Site Reliability Engineer

Job description

As a Site Reliability Engineer, you will help us achieve our goals by continuously improving our SaaS offering’s features and robustness. You will participate in designing, developing, deploying, monitoring, supporting, documenting, and troubleshooting our SaaS solution.
This is an exciting opportunity to collaborate closely with the Cloud Operations team, the wider organization, and external vendors and customers.
This is a hybrid role based in our Cambridge or London office, so you will ideally be comfortable coming into the office once or twice a week. If you’re interested in the role but require more flexibility, please speak to us!
Key Responsibilities:
  • Deploying, maintaining, monitoring, and upgrading production deployments of our SaaS solutions
  • Building software and systems to manage platform infrastructure and applications
  • Continually evaluating and improving our technology and processes to increase quality, decrease costs, and improve time-to-market
  • Periodically testing the service with predictable and unpredictable failures
  • Providing 2nd-line operational support for our SaaS customers
  • Gathering data and generating reports on the service performance
  • Developing and documenting internal processes
  • Working with engineering/data science to drive and develop new capabilities
  • Providing out-of-hours support for critical service issues as part of our on-call engineer rota
Preferred Skills/Experience:
While not all are essential, ideally you will have experience with the following:
  • Administering cloud infrastructure or developing cloud applications (preferably in AWS)
  • Configuration management, including Infrastructure as Code
  • Linux, shell-scripting, and command-line tools
  • Programming in one or more high-level programming languages (e.g. Python)
  • Networking (e.g. DNS, routing, firewalls)
  • Source-control management (e.g. Git)
  • Continuous Integration / Continuous Deployment (CI/CD)

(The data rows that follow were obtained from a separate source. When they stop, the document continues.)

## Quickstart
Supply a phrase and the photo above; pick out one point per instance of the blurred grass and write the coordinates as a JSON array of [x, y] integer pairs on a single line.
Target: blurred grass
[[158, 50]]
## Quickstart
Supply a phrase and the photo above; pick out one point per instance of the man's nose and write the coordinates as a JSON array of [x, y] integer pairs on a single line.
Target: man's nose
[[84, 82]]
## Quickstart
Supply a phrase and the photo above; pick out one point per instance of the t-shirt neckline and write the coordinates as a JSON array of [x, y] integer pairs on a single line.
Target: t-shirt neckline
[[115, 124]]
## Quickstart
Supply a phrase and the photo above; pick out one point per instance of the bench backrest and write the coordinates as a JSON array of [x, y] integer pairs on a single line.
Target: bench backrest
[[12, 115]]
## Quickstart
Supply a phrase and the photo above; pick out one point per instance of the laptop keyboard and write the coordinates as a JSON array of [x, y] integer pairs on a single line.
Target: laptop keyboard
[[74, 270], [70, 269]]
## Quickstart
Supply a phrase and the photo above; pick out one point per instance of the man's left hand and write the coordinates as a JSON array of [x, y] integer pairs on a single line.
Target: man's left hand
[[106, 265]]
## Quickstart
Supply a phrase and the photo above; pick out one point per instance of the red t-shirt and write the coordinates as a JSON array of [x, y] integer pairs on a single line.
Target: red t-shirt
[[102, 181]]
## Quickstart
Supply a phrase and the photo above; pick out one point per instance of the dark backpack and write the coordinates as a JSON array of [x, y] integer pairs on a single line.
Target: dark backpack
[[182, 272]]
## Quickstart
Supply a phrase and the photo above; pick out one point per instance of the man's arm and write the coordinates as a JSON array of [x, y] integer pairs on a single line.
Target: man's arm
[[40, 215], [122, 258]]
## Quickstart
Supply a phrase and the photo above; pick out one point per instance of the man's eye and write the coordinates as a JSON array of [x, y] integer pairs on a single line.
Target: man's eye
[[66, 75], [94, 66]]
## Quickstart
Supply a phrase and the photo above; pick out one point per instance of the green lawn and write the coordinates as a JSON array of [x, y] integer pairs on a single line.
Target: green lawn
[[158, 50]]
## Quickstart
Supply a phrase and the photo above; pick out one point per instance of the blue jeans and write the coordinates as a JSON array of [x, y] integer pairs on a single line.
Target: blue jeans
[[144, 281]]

  • Monitoring, metrics, and alerting
  • Containerization (e.g. Docker)
  • Administering, developing applications for, or deploying applications to Kubernetes
  • Using or developing applications with service mesh (e.g. Istio)
  • Object-oriented programming and design
  • Operating production-grade services
  • Providing technical support
  • Building serverless or cloud-native applications
  • Writing technical documentation
  • Developing processes and procedures
  • Securing applications, services, and data (e.g. authentication, authorization, encryption, and TLS)
  • Experience with any of the following: Terraform, SaltStack, MongoDB, Elasticsearch, Kafka, Prometheus, Grafana, HashiCorp Vault
We are looking for candidates who are passionate about technology, keen to continuously learn, and excited to contribute to a dynamic team environment. If you have the required skills and are looking for a challenging and rewarding role, we encourage you to apply.